Problem:
Humans are very sensitive to humidity, as the skin relies on the air to get rid of moisture. The process of sweating is your body's attempt to keep cool and maintain its current temperature. If the air is at 100-percent relative humidity, sweat will not evaporate into the air. As a result, we feel much hotter than the actual temperature when the relative humidity is high. If the relative humidity is low, we can feel much cooler than the actual temperature because our sweat evaporates easily, cooling us off. For example, if the air temperature e is 24 degrees Celsius and the relative humidity is zero percent, the air temperature feels like 21 C to our bodies. If the air temperature is 24 C and the relative humidity is 100 percent, we feel like it's 80 degrees (27 C) out.


Create a model that will predi Relative Humidity from other variables.

---

Data description:

0. Date (DD/MM/YYYY)
1. Time (HH.MM.SS)
2. True hourly averaged concentration CO in mg/m^3 (reference analyzer)
3. PT08.S1 (tin oxide) hourly averaged sensor response (nominally CO targeted)
4. True hourly averaged overall Non Metanic HydroCarbons concentration in microg/m^3 (reference analyzer)
5. True hourly averaged Benzene concentration in microg/m^3 (reference analyzer)
6. PT08.S2 (titania) hourly averaged sensor response (nominally NMHC targeted)
7. True hourly averaged NOx concentration in ppb (reference analyzer)
8. PT08.S3 (tungsten oxide) hourly averaged sensor response (nominally NOx targeted)
9. True hourly averaged NO2 concentration in microg/m^3 (reference analyzer)
10. PT08.S4 (tungsten oxide) hourly averaged sensor response (nominally NO2 targeted)
11. PT08.S5 (indium oxide) hourly averaged sensor response (nominally O3 targeted)
12. Temperature in °C
13. Relative Humidity (%)
14. AH Absolute Humidity

---

Load data, sort out missing data (fill it or remove columns/rows)

In order for ML model to be able to work with Date, convert month (int) variable. Remove original Date after.

Similarly, convert Time's hour to (int) variable.
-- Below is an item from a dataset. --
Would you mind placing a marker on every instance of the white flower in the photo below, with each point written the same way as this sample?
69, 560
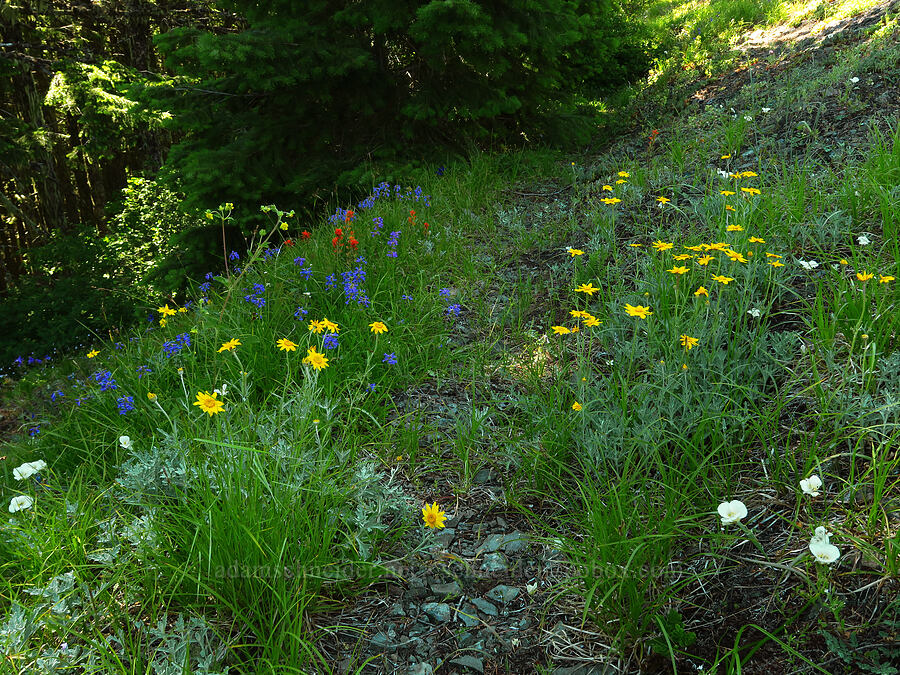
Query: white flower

Drop original Time after.

After all of that is done and data is ready. Create a baseline using `LinearRegression()`. No preprocessing needed, no optuna, just a simple baseline to see if it is working. For evaluation use `mean_absolute_error()`.

---

Once this is working, take the Optuna code you made during last lesson and adjust it to work with regression.
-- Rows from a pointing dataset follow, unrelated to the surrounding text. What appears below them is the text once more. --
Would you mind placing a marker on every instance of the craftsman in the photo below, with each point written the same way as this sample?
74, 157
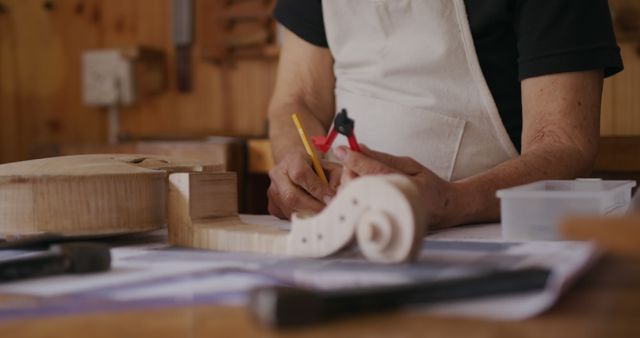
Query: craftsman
465, 97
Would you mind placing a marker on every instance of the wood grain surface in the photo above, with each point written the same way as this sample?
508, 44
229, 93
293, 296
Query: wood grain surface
87, 194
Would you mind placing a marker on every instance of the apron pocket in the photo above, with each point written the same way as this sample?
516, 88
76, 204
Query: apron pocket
433, 139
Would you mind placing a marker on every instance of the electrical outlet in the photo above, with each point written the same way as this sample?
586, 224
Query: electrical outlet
108, 78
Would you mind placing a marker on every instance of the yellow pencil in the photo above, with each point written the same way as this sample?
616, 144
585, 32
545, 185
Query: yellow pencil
310, 150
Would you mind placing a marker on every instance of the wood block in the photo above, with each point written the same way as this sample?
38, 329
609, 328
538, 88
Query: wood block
87, 195
380, 213
617, 235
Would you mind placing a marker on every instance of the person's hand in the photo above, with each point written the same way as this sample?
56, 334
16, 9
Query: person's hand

0. Change function where it loads the data to what you have created earlier.
1. You will need to change part where it chooses `classifiers` into `regressors`. Use folllowing: `LinearRegression`, `DecisionTreeRegressor`, `RandomForestRegressor`, `SVR`. Look these up at sci-kit and add some parameters you think might be impactful for Optuna to optimize.
2. You will need to change `stratifiedKfoldSplit` - which work with classification exapmles only, to a cross-validation method that can work with regression. ([here are](https://scikit-learn.org/stable/auto_examples/model_selection/plot_cv_indices.html#visualize-cross-validation-indices-for-many-cv-objects) the plots if you need help choosing)
3. change evaluation metric into whatever you choose to use during the baseline. Make sure optuna is set to optimize in the right direction!
4. Apart from the existing numerical-data-scalers optuna chooses from, add `Normalizer` to the choice. Find it in Scikit, import, and add it.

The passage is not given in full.